On a grander scale is land conservation. By protecting open spaces and sensitive areas, such as wetlands and steep hillsides within and on the perimeter of cities, urban stormwater issues can be addressed using engineered solutions such as Staten Island’s Bluebelt, while offering healthy recreational spaces for city dwellers.

Indeed, city-wide comprehensive green infrastructure programs offer numerous benefits to the ever-increasing numbers of urban dwellers. In addition to managing flooding, green infrastructure, including urban forests and vegetation, improves air quality and absorbs and stores greenhouse gases, while tree canopies on streets lower the temperatures in city centres, making them more walkable. Vegetation also reduces the urban heat island effect and can lower air conditioning costs or act as a wind break to lower heating costs, while community gardens provide food.

A team of researchers at the University of Toronto’s Scarborough campus “noted that during the pandemic, communities most impacted by COVID-19 were also most likely to lack access to nature.” (“Living Cities: U of T researchers develop framework for green infrastructure” by Alexa Battler, November 15, 2022. www.utoronto.ca)

Battler goes on to say that the researchers found that “the communities lacking green spaces—and now feeling the worst impacts of climate change—are often racialized populations… a living city requires identifying the areas that need [green infrastructure] most and putting them first, while ensuring decision-making is driven by collaborating with the people it will impact.”

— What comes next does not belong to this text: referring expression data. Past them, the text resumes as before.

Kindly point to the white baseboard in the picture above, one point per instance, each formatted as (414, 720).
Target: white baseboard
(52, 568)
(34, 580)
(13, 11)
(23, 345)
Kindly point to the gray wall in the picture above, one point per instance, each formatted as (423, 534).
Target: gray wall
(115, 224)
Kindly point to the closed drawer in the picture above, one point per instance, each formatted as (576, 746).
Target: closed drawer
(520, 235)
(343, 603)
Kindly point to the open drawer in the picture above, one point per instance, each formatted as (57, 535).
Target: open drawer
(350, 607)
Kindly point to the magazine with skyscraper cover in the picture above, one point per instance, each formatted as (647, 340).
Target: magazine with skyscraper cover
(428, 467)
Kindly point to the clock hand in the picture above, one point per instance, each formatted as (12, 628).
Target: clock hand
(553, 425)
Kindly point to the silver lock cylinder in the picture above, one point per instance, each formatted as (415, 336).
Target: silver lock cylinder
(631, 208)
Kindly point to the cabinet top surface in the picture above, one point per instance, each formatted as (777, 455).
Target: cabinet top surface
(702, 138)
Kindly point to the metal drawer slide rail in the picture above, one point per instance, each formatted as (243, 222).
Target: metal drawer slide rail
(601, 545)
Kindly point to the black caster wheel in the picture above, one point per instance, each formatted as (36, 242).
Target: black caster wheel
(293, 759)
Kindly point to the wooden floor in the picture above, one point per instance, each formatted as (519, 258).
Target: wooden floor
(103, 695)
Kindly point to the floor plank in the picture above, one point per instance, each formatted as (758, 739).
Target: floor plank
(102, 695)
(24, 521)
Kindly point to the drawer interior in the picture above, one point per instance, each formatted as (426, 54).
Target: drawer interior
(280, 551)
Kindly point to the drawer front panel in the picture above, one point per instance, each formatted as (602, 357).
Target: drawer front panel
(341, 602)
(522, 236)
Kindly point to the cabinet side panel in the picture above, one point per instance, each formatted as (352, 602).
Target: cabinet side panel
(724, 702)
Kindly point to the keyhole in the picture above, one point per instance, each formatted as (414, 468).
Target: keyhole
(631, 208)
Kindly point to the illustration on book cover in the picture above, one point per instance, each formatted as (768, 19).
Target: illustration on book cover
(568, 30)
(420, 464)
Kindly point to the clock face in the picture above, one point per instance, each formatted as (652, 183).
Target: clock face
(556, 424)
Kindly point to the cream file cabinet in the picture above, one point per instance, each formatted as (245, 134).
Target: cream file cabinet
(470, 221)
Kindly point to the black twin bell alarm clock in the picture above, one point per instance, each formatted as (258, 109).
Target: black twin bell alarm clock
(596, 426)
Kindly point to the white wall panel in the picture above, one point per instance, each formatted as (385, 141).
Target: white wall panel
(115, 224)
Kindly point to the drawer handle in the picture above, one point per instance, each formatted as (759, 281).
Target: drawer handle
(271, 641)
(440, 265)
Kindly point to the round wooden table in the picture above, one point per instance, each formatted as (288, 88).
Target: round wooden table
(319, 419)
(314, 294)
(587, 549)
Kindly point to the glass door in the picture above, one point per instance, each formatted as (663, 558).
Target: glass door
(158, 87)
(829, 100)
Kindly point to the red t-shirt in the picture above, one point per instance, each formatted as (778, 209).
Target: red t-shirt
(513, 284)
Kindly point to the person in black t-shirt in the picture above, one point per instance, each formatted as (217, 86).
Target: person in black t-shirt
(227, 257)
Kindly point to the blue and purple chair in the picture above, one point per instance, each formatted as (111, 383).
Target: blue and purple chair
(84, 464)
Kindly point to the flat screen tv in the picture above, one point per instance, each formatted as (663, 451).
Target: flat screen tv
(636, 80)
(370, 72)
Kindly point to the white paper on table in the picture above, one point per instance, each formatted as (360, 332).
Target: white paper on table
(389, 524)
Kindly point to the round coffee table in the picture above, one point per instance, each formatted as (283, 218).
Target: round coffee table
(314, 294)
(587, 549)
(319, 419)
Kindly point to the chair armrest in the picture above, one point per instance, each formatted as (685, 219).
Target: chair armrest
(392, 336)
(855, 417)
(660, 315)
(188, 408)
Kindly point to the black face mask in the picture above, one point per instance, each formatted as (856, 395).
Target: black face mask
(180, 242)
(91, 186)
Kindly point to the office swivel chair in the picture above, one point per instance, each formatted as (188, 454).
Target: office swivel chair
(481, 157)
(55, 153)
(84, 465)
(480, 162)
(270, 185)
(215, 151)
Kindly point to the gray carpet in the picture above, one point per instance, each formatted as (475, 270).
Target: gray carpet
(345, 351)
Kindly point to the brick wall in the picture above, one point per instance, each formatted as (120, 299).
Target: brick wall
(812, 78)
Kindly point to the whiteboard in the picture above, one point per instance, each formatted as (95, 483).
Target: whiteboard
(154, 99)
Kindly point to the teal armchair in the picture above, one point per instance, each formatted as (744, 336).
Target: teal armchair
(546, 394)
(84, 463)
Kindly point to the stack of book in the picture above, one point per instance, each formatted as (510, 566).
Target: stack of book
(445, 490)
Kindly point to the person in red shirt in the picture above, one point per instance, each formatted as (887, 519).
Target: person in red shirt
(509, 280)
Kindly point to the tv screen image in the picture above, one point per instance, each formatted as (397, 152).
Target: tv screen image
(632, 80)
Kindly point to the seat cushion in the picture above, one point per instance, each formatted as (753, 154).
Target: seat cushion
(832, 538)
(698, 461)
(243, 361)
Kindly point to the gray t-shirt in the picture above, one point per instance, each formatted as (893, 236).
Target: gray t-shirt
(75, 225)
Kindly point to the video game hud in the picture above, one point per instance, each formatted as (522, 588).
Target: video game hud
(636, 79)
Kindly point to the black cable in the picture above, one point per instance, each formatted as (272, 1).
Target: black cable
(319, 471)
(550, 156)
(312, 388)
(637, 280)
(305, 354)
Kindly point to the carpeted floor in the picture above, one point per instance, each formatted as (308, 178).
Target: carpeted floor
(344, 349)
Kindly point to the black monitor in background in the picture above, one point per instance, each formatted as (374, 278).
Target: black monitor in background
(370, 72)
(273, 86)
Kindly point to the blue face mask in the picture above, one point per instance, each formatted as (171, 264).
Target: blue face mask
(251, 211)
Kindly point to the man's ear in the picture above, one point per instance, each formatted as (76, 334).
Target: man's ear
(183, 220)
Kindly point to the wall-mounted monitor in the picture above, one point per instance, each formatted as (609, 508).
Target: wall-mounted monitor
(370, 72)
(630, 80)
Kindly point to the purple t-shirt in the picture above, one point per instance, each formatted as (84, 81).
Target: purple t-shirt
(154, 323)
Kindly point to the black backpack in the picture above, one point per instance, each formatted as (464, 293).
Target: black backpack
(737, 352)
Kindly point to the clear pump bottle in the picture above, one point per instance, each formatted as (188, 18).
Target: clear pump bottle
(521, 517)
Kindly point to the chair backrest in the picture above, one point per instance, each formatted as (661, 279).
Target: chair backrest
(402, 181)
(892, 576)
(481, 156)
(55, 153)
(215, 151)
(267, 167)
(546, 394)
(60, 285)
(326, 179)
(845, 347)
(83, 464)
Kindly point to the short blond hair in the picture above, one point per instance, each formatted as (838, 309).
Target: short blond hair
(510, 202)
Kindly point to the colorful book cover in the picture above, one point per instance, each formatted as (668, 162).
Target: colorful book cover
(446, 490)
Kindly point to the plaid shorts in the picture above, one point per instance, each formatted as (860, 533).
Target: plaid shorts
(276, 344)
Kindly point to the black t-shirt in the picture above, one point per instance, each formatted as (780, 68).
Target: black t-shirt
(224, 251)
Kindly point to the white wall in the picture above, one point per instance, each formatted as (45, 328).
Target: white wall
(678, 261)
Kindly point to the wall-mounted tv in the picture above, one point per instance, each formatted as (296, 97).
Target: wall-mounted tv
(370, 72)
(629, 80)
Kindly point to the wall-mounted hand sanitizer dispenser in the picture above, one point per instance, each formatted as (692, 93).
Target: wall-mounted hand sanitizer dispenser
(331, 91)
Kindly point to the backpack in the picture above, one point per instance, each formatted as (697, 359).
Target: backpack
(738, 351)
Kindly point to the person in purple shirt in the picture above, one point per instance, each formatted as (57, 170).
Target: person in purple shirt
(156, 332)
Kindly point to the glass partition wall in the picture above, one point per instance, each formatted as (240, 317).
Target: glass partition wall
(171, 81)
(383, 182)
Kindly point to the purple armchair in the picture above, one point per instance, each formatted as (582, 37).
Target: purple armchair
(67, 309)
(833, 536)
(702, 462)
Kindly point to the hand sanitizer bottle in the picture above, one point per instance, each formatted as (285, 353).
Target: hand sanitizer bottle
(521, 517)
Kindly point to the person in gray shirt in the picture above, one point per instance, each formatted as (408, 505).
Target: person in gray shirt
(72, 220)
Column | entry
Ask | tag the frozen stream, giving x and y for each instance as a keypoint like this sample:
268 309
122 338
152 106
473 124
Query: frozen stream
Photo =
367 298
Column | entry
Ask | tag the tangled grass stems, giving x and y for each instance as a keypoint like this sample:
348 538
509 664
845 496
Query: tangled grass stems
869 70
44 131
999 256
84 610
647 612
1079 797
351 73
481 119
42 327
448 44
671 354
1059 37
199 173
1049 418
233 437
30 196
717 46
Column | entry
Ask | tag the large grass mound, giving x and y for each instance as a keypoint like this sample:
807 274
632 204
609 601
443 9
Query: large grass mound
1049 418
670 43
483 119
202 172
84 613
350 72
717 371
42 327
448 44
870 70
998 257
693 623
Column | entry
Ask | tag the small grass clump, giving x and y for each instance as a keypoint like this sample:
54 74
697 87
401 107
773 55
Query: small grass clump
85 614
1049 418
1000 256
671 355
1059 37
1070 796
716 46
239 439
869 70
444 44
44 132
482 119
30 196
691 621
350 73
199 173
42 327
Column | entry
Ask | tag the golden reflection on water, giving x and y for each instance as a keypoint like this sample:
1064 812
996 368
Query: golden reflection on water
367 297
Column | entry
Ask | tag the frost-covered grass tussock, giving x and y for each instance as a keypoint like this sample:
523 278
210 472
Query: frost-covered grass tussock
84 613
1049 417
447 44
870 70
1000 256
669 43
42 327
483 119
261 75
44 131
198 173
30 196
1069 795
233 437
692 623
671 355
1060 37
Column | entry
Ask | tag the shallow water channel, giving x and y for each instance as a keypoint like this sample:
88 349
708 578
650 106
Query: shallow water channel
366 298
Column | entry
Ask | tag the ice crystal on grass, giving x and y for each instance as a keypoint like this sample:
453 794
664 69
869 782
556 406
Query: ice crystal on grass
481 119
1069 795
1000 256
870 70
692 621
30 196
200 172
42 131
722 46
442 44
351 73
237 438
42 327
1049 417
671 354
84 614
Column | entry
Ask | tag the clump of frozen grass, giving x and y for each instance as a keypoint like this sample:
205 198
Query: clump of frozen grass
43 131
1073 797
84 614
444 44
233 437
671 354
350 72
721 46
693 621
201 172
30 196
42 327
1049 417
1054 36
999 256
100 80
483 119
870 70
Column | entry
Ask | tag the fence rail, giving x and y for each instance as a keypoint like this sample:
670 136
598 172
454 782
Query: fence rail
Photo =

Recommendations such as this are at the heart of the report “Pathways to Living Cities,” a document produced by a team of University of Toronto researchers with the environmental organization Green Communities Canada (www.greencommunitiescanada.org). It’s a document that will provide decision-makers, and those advising them, with the information and resources they need to make GI a fundamental part of their communities, describing its vision of a living city “as a place where GI is widespread, well-maintained, and prioritizes underserved communities.”

Although this framework was only released to the public late in 2022, it has been at the centre of a pilot project to create living cities across Canada, working with five communities of varying sizes in Ontario, Alberta, and New Brunswick.

In the words of Christine Mettler, Green infrastructure expert at Green Communities Canada, “Green infrastructure can be aligned with addressing the everyday concerns of a community. It not only helps increase our resilience to climate change, but it also supports biodiversity, community health, and well-being, all while delivering critical municipal services, like stormwater management.”